La décision illustre également le caractère fonctionnel de la prorogation. Le tribunal ne se borne pas à accorder un délai supplémentaire. Il organise le suivi futur de la procédure par une convocation automatique. Il “dit que la présente décision vaut convocation à l’audience” à la nouvelle date fixée. Cette mesure vise à garantir un examen effectif par le juge à l’échéance. Elle prévient tout risque de délaissement du dossier. Le jugement précise aussi que “le liquidateur judiciaire saisira le Tribunal avant cette date si les opérations de liquidation sont achevées”. Cette injonction rappelle l’obligation de diligence du mandataire.

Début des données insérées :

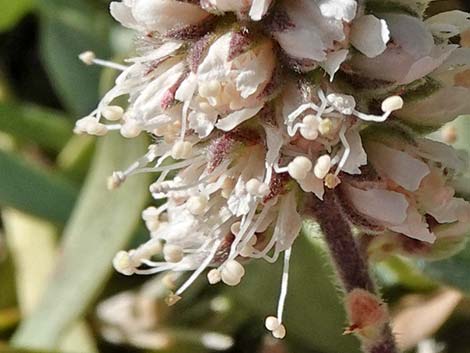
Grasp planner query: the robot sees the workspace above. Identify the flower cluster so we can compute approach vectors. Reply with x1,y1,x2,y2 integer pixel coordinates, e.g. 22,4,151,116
75,0,470,338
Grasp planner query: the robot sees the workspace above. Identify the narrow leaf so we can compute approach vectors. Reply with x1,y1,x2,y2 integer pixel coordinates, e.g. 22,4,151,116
13,135,148,349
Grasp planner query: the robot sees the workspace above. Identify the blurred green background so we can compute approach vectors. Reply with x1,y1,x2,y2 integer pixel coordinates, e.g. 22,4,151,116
0,0,470,353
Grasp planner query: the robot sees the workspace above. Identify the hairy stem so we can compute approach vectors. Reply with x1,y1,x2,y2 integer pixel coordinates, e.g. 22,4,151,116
304,190,398,353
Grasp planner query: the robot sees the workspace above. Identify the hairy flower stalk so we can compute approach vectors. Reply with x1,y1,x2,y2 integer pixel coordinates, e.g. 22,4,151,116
304,191,397,353
75,0,470,353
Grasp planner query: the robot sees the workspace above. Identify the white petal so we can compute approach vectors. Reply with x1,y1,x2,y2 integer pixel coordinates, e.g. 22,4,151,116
345,185,408,224
273,192,302,251
320,49,349,82
389,207,436,243
426,10,470,38
216,105,263,131
132,0,209,33
367,142,431,191
274,0,345,61
342,130,367,174
188,111,218,138
298,173,325,200
317,0,357,22
109,1,143,30
249,0,272,21
351,15,390,58
264,126,284,166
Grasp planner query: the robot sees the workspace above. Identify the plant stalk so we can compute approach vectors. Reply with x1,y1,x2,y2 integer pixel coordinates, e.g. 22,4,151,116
304,190,398,353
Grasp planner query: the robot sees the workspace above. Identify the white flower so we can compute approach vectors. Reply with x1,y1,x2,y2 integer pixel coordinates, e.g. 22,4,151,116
201,0,272,21
75,0,470,338
110,0,209,34
351,14,457,84
342,131,470,243
396,48,470,128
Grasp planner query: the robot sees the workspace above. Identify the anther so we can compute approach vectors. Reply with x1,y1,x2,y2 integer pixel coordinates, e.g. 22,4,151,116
287,156,313,180
220,260,245,287
101,105,124,121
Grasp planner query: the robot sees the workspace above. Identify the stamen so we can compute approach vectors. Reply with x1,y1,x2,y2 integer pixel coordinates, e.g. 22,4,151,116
78,51,128,71
176,240,221,296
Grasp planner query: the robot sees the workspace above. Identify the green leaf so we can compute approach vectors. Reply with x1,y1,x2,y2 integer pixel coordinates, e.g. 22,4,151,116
0,0,35,32
13,135,149,349
0,103,73,151
234,227,358,353
40,0,110,117
0,151,77,223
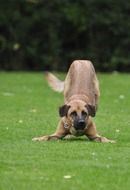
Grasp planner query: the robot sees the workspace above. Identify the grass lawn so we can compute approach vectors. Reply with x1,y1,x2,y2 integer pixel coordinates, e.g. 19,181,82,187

Elle vise à éviter des délais inutiles lorsque la clôture devient possible avant l’audience prévue. Le juge exerce ainsi un pilotage actif de la procédure. Cette gestion anticipée est essentielle pour les liquidations de longue haleine.

**Une décision qui souligne les tensions liées à la durée excessive des procédures**

La prorogation intervient plus de quatre ans après le jugement d’ouverture. Cette durée importante n’est pas explicitement discutée dans les motifs. Le tribunal ne s’interroge pas sur les causes de cette lenteur. Il ne recherche pas si le liquidateur a accompli sa mission avec toute la célérité requise. La décision valide ainsi implicitement un délai déjà substantiel. Elle s’inscrit dans une pratique courante des juridictions confrontées à des dossiers complexes. La jurisprudence admet généralement que la durée seule ne fait pas obstacle à la prorogation. La solution se justifie par le principe d’efficacité de la liquidation. Il peut être contraire à l’intérêt des créanciers de clore prématurément une procédure encore active. Le jugement privilégie donc l’achèvement des opérations sur la célérité formelle.

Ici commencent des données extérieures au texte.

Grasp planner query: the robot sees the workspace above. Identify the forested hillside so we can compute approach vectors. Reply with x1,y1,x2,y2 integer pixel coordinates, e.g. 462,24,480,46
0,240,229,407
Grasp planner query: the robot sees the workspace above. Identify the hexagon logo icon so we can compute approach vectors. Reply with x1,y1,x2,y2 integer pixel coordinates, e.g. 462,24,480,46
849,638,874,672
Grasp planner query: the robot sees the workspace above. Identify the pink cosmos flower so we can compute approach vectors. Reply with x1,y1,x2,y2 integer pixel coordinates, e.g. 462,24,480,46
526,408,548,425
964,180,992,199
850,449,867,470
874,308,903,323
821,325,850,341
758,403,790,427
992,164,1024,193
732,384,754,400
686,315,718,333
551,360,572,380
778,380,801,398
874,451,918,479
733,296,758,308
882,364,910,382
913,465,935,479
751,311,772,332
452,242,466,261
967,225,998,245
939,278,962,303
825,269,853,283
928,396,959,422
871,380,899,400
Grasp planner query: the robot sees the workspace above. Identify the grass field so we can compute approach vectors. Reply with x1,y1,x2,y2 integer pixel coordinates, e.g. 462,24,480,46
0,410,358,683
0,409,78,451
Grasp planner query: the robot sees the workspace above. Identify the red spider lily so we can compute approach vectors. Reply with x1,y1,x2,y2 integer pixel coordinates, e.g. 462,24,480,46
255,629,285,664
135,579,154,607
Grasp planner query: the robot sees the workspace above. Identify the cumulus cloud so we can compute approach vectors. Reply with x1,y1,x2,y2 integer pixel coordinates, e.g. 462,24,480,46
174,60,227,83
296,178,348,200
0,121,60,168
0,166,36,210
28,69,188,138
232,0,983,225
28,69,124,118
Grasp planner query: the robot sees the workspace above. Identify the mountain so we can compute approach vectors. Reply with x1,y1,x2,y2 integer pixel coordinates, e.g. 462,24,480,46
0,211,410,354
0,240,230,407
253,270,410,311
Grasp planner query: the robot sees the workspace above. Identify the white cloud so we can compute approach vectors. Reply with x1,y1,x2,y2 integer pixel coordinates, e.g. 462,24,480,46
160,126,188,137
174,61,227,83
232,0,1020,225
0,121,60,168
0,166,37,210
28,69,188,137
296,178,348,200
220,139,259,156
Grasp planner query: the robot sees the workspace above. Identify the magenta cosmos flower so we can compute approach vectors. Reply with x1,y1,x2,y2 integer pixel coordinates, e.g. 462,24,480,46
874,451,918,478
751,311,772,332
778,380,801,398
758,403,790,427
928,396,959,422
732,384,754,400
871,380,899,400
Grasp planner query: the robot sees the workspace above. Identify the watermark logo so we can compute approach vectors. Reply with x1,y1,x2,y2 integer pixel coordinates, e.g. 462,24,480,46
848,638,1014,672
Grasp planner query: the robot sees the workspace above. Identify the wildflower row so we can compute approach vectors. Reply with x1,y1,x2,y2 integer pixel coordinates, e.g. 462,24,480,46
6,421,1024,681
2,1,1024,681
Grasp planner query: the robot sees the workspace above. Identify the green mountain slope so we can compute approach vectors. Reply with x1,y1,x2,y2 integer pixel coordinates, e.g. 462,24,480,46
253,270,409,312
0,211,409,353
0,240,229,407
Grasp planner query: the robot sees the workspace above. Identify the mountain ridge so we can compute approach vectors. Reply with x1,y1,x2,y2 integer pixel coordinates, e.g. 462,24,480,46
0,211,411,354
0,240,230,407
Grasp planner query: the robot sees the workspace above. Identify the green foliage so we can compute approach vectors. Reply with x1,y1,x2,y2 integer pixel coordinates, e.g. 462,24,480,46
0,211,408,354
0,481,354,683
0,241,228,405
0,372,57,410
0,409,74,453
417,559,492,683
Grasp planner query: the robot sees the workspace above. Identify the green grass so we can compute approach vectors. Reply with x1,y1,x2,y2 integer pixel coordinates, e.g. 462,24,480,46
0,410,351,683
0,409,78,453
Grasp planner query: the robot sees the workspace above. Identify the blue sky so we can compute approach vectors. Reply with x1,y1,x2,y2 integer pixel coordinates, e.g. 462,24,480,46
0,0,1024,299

Néanmoins, cette approche peut paraître critiquable au regard de l’objectif de bonne administration de la justice. Les procédures collectives doivent être menées dans un délai raisonnable. Une durée excessive entraîne des coûts croissants et érode l’actif. Elle peut aussi prolonger indûment l’incertitude pour le débiteur. Le code de commerce ne fixe pas de durée maximale absolue pour une liquidation. Il repose sur le contrôle périodique du juge. L’absence de débat sur la durée dans les motifs limite la portée de ce contrôle. Le jugement n’explicite pas les raisons qui nécessitent encore douze mois supplémentaires. Une motivation plus détaillée aurait renforcé la transparence et la légitimité de la décision. Elle aurait aussi constitué un guide utile pour le liquidateur dans la conduite des opérations restantes.

Le dispositif de convocation systématique atténue partiellement ces risques. Il institue un point de contrôle obligatoire à échéance fixe. Le juge conserve ainsi la maîtrise du calendrier. La procédure ne peut pas s’enliser sans retour devant la juridiction. Ce mécanisme est de nature à prévenir les dérives les plus flagrantes. Il oblige le liquidateur à rendre compte de son action à une date certaine. La décision opère donc un équilibre entre flexibilité et contrôle. Elle permet la poursuite d’une liquidation nécessaire tout en enserrant celle-ci dans un cadre procédural strict. Cette solution pragmatique répond aux impératifs contradictoires de l’efficacité et de la célérité. Elle illustre la marge de manœuvre dont disposent les juges pour adapter les textes aux réalités économiques.

Source : Cour de cassation – Base Open Data « Judilibre » & « Légifrance ».